To summarize the differences, while both taxonomies and thesauri have hierarchical relationships among their terms, in a taxonomy all terms are connected into a few large hierarchies with a limited number of top terms so as to serve top-down navigation or drilling-down of topics. While faceted taxonomies function differently, each facet label can be seen as a top term. Associative relationships (related terms) are a standard feature of thesauri but not of taxonomies. Synonyms/nonpreferred terms/alternate labels are required for thesauri, but could be optional in small taxonomies. Taxonomies serve browsing and drilling down by end users who are exploring topics, whereas thesauri serve users who search for (look up) a specific concept and then may following “use” (preferred term), broader, narrower, or related term links to find the best term. A taxonomy works well for a controlled vocabulary that is limited in scope and easily categorized into hierarchies, whereas a thesaurus works better for content and a set of terms that is not easily categorizable and does not have a limited scope.

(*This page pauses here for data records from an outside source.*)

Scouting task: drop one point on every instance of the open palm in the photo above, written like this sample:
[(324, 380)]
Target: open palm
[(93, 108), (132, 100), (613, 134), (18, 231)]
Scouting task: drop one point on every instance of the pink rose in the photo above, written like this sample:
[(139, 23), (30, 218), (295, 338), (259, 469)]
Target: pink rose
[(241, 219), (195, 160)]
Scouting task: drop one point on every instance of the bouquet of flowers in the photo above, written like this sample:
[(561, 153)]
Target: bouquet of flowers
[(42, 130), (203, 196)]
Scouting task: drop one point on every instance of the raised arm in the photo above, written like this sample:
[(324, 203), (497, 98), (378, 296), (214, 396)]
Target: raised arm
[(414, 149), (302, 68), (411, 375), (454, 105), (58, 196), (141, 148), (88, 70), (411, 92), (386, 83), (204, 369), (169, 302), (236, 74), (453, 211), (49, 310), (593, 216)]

In practice, I have found that taxonomies are useful for classifying products and services (such as in ecommerce), general enterprise document management, implementations in content management systems which support taxonomies, and all faceted or filtering implementations (SharePoint search, Endeca, and other post-search filtering enterprise search software). Thesauri, on the other hand, are more suitable for indexing and retrieval research literature (articles, white papers, conference presentations and proceedings, patents, etc.), whether commercially published or not.

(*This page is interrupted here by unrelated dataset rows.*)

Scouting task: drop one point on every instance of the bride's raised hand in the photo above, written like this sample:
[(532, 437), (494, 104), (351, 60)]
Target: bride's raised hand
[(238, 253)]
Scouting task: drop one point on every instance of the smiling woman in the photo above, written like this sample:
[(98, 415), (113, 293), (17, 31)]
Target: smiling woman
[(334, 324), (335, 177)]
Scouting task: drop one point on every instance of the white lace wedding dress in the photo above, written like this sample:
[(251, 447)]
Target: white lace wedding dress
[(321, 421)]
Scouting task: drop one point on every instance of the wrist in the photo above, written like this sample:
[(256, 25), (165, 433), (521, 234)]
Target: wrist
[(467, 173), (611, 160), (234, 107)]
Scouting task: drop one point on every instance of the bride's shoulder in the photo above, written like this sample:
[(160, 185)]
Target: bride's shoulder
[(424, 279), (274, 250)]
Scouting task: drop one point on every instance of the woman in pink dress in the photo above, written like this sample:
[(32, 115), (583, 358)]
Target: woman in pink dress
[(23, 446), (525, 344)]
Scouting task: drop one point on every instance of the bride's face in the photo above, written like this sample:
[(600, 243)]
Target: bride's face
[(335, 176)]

Taxonomies are easier to create and often easier to implement than thesauri. They generally do not have associative (related term) relationships. In absence of associative relationships between terms and with the emphasis on creating large top-term hierarchies, the thesaurus standard (ANSI/NISO Z39.19) rules for hierarchical relationships do not always have to be strictly followed. The inclusion of synonyms/nonpreferred terms also tends to be less thorough in taxonomies than in thesauri. Thesauri, on the other hand, require greater expertise in the field of information/knowledge organization, particularly to distinguish between hierarchical and associative relationships and to create the optimal number of those relationships and the optimal number of nonpreferred terms. Taxonomies, whether hierarchical or faceted, also tend to be easy to understand and use, accommodated by out-of-the-box content management software, and easier to maintain (and could be maintained by subject matter experts instead of taxonomists). Therefore, if a taxonomy, rather than a thesaurus, will suffice, then it makes more sense to create and maintain a taxonomy.

Thesauri, on the other hand, are more appropriate for the indexing repositories of content for research because they do not restrict the inclusion of terms to established hierarchies. Any terms that represent a minimal threshold of content can be added, even if at first glance they may seem out of scope. For example, a term “Hot drinks” would not likely fit into a taxonomy on health/medicine, but the term would be desired for articles on research correlating the drinking of very hot beverages to esophageal cancer.  Thesauri allow for inclusion of terms that, in combination with other terms, can achieve a more nuanced meaning, which may be needed in the research and discovery of what is contained in a body of research literature.

Indeed, in practice, the majority of new controlled vocabularies that are being created are taxonomies, not thesauri, and in fact taxonomies are usually all that are needed. The new implementations tend to be of the kind that are suitable for taxonomies. New repositories of documents for research, on the other hand, while highly important to be indexed with thesauri, do not arise as frequently. More often, collections of documents for researching are already established and often already have thesauri. These thesauri do require the work of taxonomists to update and maintain them, though.